Stabbing epidemic

or stabbing as normal?

Mr Cameron says knife crime is now a problem of "epidemic proportions" in the UK and that "Anyone caught carrying a knife without a good excuse should expect to be sent to prison." Yet, according to Home Office figures, almost three times as many people prosecuted for carrying a knife went to prison in 2006, compared with 1996 and the average sentence length has increased by almost a third over the same period. In addition murders involving knives and other sharp implements remain relatively stable. This is not to mention that there is no room in our jails.

The Centre for Crime and Justice Studies shows that in 1995, 243 out of 663 homicides were committed using a sharp instrument. Ten years later in 2005/2006, the numbers were 212 out of 765. Not since 1999-­2000 has the number of people killed in this manner been so few, and the proportion has not been so low since 1994 when data became available. See here.
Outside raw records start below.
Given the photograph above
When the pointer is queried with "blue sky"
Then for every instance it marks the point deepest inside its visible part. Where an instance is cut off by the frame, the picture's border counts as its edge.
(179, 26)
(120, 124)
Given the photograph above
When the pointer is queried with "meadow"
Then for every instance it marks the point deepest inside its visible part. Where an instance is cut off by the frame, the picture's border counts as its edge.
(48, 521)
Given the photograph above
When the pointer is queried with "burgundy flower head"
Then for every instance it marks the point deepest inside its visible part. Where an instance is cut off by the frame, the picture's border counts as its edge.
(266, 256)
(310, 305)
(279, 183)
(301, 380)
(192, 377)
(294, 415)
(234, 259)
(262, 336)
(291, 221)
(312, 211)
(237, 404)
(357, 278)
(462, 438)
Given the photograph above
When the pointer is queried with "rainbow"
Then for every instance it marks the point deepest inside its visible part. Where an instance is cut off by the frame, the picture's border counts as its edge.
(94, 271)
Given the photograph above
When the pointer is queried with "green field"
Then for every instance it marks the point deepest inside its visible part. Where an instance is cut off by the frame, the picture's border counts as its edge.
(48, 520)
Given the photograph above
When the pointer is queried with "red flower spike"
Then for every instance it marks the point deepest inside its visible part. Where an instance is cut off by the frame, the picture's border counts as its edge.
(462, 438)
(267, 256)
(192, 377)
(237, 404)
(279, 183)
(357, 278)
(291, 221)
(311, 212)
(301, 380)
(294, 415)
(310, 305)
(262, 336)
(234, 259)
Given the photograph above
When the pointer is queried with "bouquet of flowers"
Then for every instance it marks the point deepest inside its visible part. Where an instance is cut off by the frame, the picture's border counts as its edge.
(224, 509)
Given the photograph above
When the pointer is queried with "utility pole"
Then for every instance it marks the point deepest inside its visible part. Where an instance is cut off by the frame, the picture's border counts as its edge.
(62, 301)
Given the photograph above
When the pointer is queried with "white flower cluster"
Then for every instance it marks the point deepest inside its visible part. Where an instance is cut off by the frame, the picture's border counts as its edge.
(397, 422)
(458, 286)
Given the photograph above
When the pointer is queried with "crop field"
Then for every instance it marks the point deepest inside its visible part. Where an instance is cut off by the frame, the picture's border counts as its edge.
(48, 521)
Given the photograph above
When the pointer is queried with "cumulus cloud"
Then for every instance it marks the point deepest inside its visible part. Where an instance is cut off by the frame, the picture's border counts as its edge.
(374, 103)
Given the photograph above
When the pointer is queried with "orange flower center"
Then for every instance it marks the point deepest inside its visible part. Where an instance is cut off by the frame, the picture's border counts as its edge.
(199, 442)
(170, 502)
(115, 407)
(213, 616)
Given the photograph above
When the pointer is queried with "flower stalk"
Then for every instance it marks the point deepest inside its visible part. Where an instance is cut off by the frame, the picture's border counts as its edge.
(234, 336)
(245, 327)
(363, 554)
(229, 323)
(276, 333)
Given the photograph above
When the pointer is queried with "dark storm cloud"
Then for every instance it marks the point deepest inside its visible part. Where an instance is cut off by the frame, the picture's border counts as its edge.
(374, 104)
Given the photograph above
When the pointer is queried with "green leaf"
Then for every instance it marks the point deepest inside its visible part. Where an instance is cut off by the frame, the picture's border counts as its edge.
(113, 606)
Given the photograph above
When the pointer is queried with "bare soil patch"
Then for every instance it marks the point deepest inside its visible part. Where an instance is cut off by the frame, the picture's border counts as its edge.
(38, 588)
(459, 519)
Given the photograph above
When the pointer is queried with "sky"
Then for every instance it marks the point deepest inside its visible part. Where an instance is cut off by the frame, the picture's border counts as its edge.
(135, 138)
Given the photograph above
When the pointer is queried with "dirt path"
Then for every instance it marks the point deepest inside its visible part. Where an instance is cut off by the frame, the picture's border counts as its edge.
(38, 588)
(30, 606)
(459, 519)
The figures regarding stab wounding is contradictory. The Home Office stating that they have halved since 1995 and hospitals reporting increases. No one appears to keep precise figures - this despite all the thousands of man hours our police and medical staff spend filling in forms. Similarly there appear to be no statistics regarding nationality or immigration status of any of the criminals and their victims. This is surely of some relevance?
scary scary
Mr Cameron claims we have a knife epidemic, is this simply because the media imply that we have?

Is media hysteria a sound basis for yet more legislation and police initiatives which may achieve nothing? Remember the Dangerous Dogs' Act? Jack Straw has admitted that new rules allowing knife offenders to be let off with a fine will come into force next month, despite promises of tougher action.

Evening Standard tells us that the Met are braced for a summer of violence as knife crime officers warn that school holidays could kickstart a surge in bloodshed at top London events. A new 75-strong team, dedicated to stamping out stabbings, will launch an unprecedented crackdown on people carrying knives and target trigger events in London's summer calendar. The new crack team will use intelligence-based leads to target key problem areas, using undercover officers and high visibility patrols.

I do hope that these 75 officers haven't been taken off terrorist duties and, in months to come, feel that they have been passed over for promotion.

However, the Evening Standard tells us that the police are summoned to schools in London more than 64 times a day.

In the past year, officers have responded to 12,300 reported offences in and around school grounds - a vast percentage committed by children under 16. The incidents include 2,828 complaints of violence, 5,732 of theft and 1,063 of criminal damage, including arson.

Officers have also investigated 113 children accused of possessing drugs and drug trafficking; 132 found to be carrying offensive weapons; and 243 accused of committing a sexual offence, 14 of rape.

There is one hell of a problem and it goes way beyond carrying a knife.